A state audit released today found that officials with the State Ethics Commission had not intentionally destroyed evidence in the matter, but did find that commission staff had not followed procedures in making the ethics statements available to the public, Dan Kane reports.
The case stems from a visit that Perdue's legal counsel, Will Polk, had made in October 2007, to review her ethics statements, which are an accounting of her financial interests. The statements are intended to help officials avoid conflicts of interest. Polk had been allowed to review the files behind closed doors. An aide, Amanda Thaxton, had noted in an electronic log that this was not the commission's policy; a staff email had told them not to let members of the public review ethics files without staff supervision.

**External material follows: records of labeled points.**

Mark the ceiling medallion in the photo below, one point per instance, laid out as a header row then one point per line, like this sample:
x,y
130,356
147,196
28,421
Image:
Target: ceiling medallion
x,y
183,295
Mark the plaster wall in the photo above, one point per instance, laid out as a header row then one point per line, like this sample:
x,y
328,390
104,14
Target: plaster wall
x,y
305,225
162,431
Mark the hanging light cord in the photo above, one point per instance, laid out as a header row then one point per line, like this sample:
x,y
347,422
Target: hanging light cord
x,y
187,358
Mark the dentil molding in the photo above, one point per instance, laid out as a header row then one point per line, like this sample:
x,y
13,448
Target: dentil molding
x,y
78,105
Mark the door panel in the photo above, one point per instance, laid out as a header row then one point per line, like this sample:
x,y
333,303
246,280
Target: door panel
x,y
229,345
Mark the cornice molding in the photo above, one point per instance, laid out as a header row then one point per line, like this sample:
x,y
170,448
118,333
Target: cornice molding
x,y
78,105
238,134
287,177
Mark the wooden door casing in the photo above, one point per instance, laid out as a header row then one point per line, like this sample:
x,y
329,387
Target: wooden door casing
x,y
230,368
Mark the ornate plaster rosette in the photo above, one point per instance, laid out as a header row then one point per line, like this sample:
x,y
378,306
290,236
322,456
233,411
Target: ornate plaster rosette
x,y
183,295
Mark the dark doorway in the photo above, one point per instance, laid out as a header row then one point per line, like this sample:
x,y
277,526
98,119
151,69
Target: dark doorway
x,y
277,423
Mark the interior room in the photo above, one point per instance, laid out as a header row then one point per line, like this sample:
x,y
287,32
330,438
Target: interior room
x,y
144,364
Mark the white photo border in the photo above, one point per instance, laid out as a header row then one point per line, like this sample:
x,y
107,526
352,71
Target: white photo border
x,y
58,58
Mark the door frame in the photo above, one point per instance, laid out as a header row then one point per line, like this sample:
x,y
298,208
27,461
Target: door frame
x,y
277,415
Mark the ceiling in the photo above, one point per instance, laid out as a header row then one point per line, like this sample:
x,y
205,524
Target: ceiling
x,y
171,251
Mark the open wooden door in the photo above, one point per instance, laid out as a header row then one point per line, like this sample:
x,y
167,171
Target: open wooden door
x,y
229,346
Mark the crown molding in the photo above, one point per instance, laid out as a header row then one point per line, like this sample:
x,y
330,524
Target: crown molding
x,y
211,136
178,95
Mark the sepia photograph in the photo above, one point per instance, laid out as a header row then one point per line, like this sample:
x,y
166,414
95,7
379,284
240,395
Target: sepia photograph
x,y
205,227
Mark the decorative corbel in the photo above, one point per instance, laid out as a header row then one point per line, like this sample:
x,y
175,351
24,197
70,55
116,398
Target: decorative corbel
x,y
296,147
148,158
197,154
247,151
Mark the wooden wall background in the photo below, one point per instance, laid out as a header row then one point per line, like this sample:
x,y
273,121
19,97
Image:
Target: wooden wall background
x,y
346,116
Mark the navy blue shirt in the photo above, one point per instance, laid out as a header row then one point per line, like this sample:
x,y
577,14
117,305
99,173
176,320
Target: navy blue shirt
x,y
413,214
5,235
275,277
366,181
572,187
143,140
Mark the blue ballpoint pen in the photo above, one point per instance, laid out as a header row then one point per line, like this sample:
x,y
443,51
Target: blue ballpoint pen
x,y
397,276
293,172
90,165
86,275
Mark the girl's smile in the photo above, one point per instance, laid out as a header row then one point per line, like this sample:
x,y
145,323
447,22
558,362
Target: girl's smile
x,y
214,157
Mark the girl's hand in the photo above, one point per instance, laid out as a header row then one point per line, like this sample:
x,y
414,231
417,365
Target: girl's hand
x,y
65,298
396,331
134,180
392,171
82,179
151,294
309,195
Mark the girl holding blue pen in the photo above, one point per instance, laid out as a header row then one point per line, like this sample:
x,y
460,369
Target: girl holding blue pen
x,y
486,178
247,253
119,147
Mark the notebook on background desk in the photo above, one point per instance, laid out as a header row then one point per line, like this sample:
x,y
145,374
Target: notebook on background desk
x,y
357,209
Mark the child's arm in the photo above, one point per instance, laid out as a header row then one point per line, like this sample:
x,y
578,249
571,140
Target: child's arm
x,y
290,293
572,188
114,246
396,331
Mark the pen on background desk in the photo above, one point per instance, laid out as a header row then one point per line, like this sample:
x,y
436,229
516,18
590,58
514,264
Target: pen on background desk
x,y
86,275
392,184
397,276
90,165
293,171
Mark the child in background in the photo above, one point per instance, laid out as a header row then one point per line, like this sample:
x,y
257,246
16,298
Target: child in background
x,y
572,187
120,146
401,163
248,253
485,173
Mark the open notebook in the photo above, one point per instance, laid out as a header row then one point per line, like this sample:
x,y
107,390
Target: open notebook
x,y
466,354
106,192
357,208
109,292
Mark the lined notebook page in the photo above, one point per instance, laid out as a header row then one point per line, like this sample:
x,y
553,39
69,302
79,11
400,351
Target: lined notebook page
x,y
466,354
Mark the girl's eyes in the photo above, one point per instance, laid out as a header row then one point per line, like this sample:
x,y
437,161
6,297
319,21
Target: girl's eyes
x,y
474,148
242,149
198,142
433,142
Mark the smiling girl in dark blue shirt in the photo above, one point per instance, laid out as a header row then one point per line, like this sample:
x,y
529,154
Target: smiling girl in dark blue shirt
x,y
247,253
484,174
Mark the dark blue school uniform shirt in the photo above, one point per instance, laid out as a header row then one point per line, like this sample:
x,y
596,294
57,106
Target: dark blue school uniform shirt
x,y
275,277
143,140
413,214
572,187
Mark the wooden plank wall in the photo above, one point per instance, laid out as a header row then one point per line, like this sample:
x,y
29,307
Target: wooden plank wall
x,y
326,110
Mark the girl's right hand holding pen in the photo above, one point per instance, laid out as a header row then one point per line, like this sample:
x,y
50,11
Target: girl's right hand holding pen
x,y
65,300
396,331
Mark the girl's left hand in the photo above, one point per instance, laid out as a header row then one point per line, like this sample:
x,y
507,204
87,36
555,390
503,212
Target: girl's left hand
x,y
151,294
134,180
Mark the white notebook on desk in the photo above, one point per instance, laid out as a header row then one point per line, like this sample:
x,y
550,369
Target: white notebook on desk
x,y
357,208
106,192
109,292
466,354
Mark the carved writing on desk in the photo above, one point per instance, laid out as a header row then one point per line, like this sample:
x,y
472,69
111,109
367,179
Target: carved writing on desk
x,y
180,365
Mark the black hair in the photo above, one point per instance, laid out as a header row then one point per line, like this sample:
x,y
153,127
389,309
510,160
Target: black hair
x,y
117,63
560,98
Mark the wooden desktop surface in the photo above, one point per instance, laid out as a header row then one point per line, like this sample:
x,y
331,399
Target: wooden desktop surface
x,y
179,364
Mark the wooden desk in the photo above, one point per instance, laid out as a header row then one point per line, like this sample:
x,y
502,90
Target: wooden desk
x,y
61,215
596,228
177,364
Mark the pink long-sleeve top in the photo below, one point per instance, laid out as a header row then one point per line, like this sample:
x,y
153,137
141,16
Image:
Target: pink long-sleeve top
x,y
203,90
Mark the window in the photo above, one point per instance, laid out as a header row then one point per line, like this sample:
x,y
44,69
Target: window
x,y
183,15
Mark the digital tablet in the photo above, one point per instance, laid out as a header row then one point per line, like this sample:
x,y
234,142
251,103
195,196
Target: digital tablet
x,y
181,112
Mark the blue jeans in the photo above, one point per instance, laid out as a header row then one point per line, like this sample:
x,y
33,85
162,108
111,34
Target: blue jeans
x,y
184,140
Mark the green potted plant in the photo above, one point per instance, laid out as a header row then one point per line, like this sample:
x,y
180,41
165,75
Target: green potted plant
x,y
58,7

Thaxton filed a complaint to the auditor's office, which then launched an investigation. She was later fired by the commission and has since filed a whistleblower's lawsuit that is pending in state court. The commission has denied that she was fired in retaliation. The audit did not address Thaxton's whistleblower claim. Copies of the log showed that her entry had been removed. But the auditor's report released today found that the change was made prior to the commission being notified of the auditor's investigation, so there was no evidence of tampering.
More after the jump.
The report also found that the electronic log was not secure, and that successive changes erased previous versions. In a response, commission Executive Director Perry Newson disputed whether the email directive pertained to cases in which public officials came in to review their filings or sent in representatives to do so. But he said the commission now requires staff supervise anyone reviewing the records.

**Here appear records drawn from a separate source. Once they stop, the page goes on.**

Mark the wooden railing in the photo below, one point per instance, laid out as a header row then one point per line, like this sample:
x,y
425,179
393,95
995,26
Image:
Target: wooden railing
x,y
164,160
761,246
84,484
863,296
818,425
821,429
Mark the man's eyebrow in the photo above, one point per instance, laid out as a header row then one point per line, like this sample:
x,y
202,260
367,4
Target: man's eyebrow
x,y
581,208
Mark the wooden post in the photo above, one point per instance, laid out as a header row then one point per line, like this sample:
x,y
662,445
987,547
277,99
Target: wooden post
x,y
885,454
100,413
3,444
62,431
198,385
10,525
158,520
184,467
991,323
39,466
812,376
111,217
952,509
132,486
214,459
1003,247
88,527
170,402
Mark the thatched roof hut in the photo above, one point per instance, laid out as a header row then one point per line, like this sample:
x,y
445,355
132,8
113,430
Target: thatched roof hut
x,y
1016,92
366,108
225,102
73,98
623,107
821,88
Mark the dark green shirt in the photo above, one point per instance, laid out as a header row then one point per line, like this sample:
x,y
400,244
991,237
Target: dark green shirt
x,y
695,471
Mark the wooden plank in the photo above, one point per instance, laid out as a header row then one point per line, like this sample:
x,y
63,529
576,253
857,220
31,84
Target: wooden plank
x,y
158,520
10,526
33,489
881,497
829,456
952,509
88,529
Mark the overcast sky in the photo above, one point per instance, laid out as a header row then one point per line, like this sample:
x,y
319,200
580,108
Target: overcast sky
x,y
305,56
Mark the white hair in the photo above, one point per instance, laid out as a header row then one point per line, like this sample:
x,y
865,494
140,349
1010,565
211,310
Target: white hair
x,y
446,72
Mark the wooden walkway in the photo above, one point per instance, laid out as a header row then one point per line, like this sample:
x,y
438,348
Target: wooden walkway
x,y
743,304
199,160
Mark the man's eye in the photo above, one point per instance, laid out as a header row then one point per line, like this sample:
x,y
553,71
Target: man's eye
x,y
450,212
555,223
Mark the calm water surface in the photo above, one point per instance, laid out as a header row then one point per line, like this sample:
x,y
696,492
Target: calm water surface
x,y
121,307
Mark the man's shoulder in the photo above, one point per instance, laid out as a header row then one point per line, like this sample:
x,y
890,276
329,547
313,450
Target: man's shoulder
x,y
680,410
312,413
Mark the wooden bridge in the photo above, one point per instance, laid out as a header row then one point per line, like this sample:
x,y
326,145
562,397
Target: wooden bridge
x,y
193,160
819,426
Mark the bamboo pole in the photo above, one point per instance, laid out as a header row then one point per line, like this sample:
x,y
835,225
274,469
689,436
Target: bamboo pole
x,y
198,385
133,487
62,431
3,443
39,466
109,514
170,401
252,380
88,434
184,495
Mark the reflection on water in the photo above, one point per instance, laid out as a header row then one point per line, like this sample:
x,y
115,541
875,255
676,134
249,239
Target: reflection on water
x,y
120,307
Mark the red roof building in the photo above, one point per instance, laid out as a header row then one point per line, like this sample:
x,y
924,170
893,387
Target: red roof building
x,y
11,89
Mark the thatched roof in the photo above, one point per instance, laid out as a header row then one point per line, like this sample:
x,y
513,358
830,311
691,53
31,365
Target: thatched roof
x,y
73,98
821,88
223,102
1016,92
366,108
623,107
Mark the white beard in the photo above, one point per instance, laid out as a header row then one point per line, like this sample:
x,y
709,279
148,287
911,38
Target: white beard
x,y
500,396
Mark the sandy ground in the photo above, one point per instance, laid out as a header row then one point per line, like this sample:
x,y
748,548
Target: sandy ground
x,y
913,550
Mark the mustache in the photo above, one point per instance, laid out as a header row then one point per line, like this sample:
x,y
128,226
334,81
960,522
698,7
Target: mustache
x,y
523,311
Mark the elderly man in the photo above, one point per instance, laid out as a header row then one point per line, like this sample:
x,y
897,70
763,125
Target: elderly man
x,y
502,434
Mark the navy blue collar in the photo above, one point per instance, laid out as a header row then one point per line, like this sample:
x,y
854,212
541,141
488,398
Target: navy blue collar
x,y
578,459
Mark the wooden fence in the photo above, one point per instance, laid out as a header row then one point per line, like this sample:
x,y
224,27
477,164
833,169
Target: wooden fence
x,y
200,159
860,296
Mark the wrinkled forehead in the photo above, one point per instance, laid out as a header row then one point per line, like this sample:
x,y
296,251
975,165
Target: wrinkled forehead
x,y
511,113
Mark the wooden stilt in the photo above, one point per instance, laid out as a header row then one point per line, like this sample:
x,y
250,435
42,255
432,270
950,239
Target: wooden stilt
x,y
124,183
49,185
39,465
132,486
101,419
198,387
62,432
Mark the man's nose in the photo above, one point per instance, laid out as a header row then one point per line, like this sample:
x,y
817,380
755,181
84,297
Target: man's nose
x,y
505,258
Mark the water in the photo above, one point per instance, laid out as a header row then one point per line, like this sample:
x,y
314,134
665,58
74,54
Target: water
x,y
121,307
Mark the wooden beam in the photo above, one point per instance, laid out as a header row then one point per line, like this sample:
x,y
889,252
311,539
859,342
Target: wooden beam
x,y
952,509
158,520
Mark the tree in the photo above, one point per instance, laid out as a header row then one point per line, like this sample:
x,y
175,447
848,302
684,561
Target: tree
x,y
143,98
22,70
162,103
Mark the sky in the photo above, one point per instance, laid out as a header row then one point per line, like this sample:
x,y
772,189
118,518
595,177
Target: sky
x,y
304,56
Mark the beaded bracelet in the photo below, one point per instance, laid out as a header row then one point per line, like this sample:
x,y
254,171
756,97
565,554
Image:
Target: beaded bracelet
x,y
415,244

Dennis Patterson, a spokesman for the auditor's office, said the commission needs to supervise those reviewing the records to prevent them from being altered. The records are central to ethics investigations, which can result in criminal charges if a public official used the statements to lie or mislead the public. Newson said the electronic log has been made secure, but he questioned the need to develop a system that would track every instance in which the log was changed.
The commission had filed suit last year to prevent the auditor's office, which was then led by Les Merritt, a Republican, from obtaining commission records. Patterson said the suit was settled in April with the commission agreeing to provide the records. By then, voters had elected a new state auditor, Beth Wood, a Democrat and who was not involved in the original dispute.